Chazal, avec lequel j’étais en relations amicales, vint un jour me trouver, et, quoique personne ne fut là pour nous entendre, il me prit par le bras, m’entraîna dans un coin et, se penchant vers mon oreille, me dit mystérieusement, à voix très basse : « Venez ce soir à la forge, à 10 heures, on vous attendra ; vous frapperez trois coups. Gardez ceci pour vous seul », ajouta‐t‐il. Et il disparut. Évidemment, connaissant mon homme, je soupçonnais qu’il avait une chose particulièrement intéressante à me montrer. Je n’hésitai donc pas à répondre à l’appel qu’il m’avait adressé, et à 10 heures, je gravissais le chemin qui mène à la forge. Le village dormait, on n’apercevait aucune lueur.

Un aboi de chien jappant à la lune et l’éternelle rumeur du torrent, seuls, dans la nuit, montaient.

Arrivé à la forge, je frappe trois petits coups avec mon bâton ; la porte s’entr’ouvre et se referme aussitôt sur moi.

Le spectacle qui s’offre à mes yeux est étrange. Chazal, en manches de chemise, un lourd marteau de fer à la main, se tient debout devant l’enclume. Il paraît transfiguré, ses yeux brillent ; une rougeur inusitée colore son visage et ses mèches blanches flottent, lumineuses, autour de sa tête. Près de lui des femmes, couvertes de grandes capes sombres, déshabillent un jeune garçon maigre, presque exsangue, qui roule des yeux d’effroi.

Un vieillard, les bras nus, agite frénétiquement le grand soufflet qui va et vient avec rapidité, faisant un grand bruit rythmé. La forge entière est éclairée des reflets sanglants du brasier, tandis que dans l’ombre se meuvent confusément des silhouettes.

Chazal est toujours debout, immobile, grave, la main sur le marteau, ceint de rouge, illuminé par la flamme. L’enfant est nu, très pâle. Chazal murmure quelques mots d’une voix brève ; aussitôt l’enfant est étendu sur l’enclume, et, tandis que sa mère le saisit par le bras, une autre femme retient ses jambes et le forgeron de sa main gauche soutient sa nuque.

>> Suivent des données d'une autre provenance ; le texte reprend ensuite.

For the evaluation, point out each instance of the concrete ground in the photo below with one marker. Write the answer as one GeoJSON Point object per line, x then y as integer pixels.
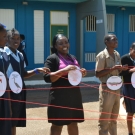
{"type": "Point", "coordinates": [37, 98]}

Un effroyable rugissement tout à coup fait trembler les vitres, en même temps le bras de Chazal se lève et s’abaisse ; le marteau frappe l’enclume avec violence. Le corps de l’enfant est tout secoué par des frissons. Sur son visage défait ses yeux terrifiés s’ouvrent, et de grosses larmes coulent le long des joues de la mère. Un autre cri sauvage retentit, de nouveau le marteau tombe sur l’enclume, dont les vibrations métalliques font tressaillir un instant la forge.

Le vieillard, environné d’étincelles, active toujours le foyer qu’il attise avec la pointe incandescente d’un fer. On eût dit qu’un grand vent de tempête passait et repassait sur nos têtes : c’était le bruit infernal du soufflet.

Chazal pousse un troisième rugissement plus effroyable encore.

Cette fois le marteau retombant s’arrête net au‐dessus du ventre du malade, puis doucement il vient frôler l’épiderme.

Aussitôt le soufflet infernal se tait, le brasier, recouvert de mâchefer, s’éteint.

L’enfant, épouvanté, est habillé à la hâte et emporté par les femmes.

Le vieillard a disparu. Chazal remet sa veste et s’en va. Stupéfait, je reste cloué sur place.

J’ai de la peine à me ressaisir.

La scène inouïe, fantastique, à laquelle je viens d’assister, m’a troublé au plus profond de mon être.

Gaston Vuillier, « Chez les magiciens et les sorciers de la Corrèze », Le Tour du monde, n° 43, 28 octobre 1899.

Gaston Vuillier relate l’expérience assez troublante à laquelle il assista, une nuit à Gimel, à l’invitation du metze Chazal.